To do Herbert Vaughan justice, it should be stated that he was more surprised than gratified by the luxurious life he was leading. There was something rather extraordinary in the generous patronage of the Jew – something that puzzled him not a little. How was he to account for such kind hospitality?

Thus for days after Herbert Vaughan had made the Happy Valley his home, matters moved on smoothly enough to the superficial observer. Slight incongruities that did occur from time to time, were ingeniously explained; and the young Englishman, unsuspicious of any evil design, with the exception of the unwonted hospitality that was being bestowed upon himself, saw nothing extraordinary in the circumstances that surrounded him.

Had he been less the honoured guest of his Israelitish host, perhaps his perceptions might have been more scrupulous and discriminative.
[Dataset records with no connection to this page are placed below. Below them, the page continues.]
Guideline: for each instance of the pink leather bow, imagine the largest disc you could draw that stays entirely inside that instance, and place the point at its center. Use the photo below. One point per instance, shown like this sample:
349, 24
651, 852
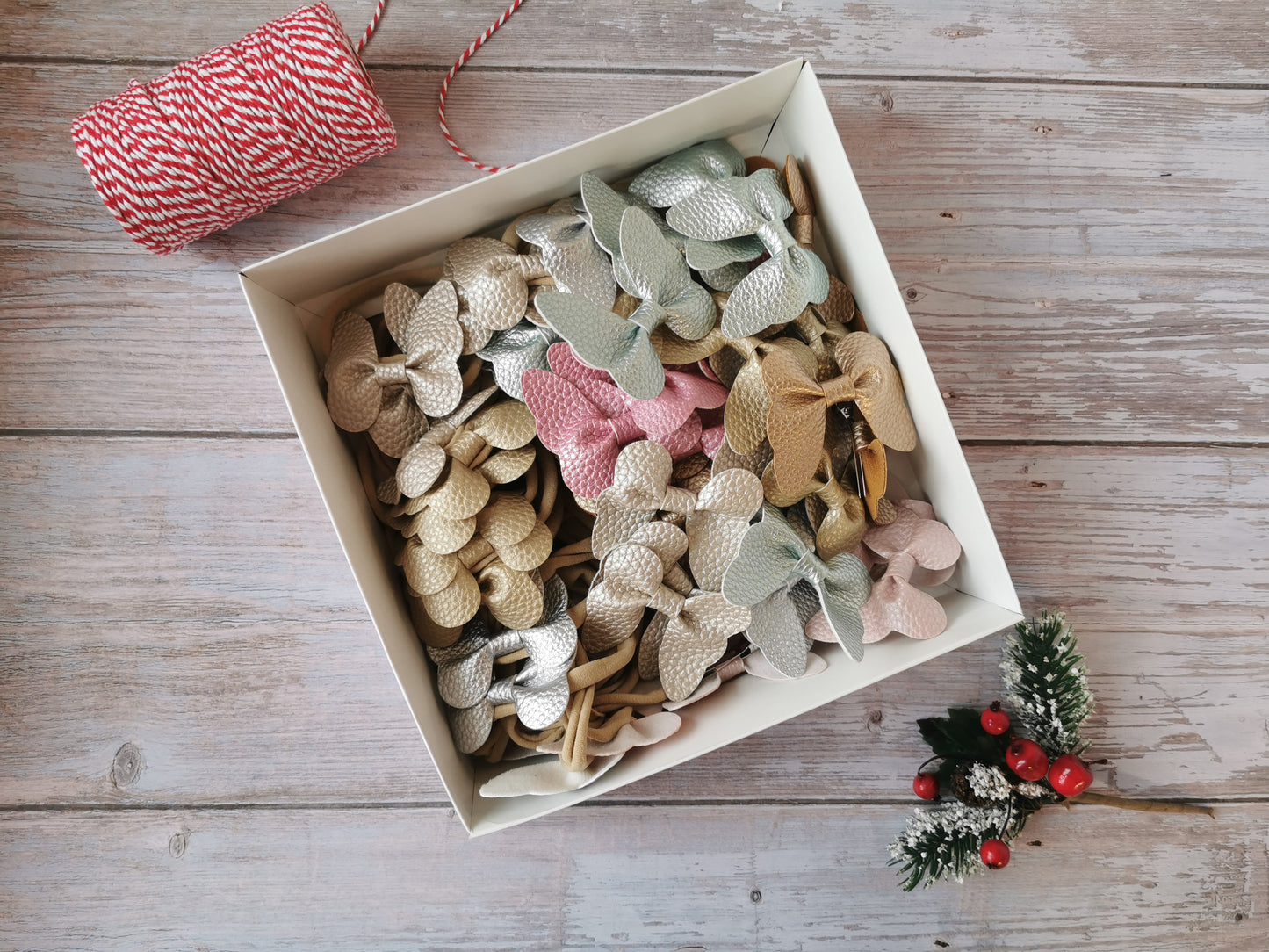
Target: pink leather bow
585, 419
912, 542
But the Arabs have a proverb – “It is not in human nature to speak ill of the horse that has borne one out of danger;” and human nature in the East is but the counterpart of its homonym in the West. Noble as was the nature of the young Englishman, still was it human; and to have “spoken ill of the bridge that had carried him safely over” – and from that desolate shore on which he had late been stranded – would have argued a nature something more than human.

If he entertained any suspicion of his patron’s integrity, he zealously kept it to himself – not with any idea of surrendering either his independence or self-respect; but to await the development of the somewhat inexplicable courtesy of which he was the recipient.

This courtesy was not confined to his Hebrew host. As Herbert had long been aware, his daughter exercised it in an equal degree, and far more gracefully. Indeed, among other transformations that had been remarked as occurring in the Happy Valley, the spirit of the fair Jewess seemed also to have sustained a remarkable change. Though upon occasions the proud, imperious temper would manifest itself, more generally now was Judith in a sentimental vein – at times approaching to sadness. There were other times when the old spitefulness would show itself. Then the spiral nostrils would curl with contempt, and the dark Israelitish eyes flash with malignant fire.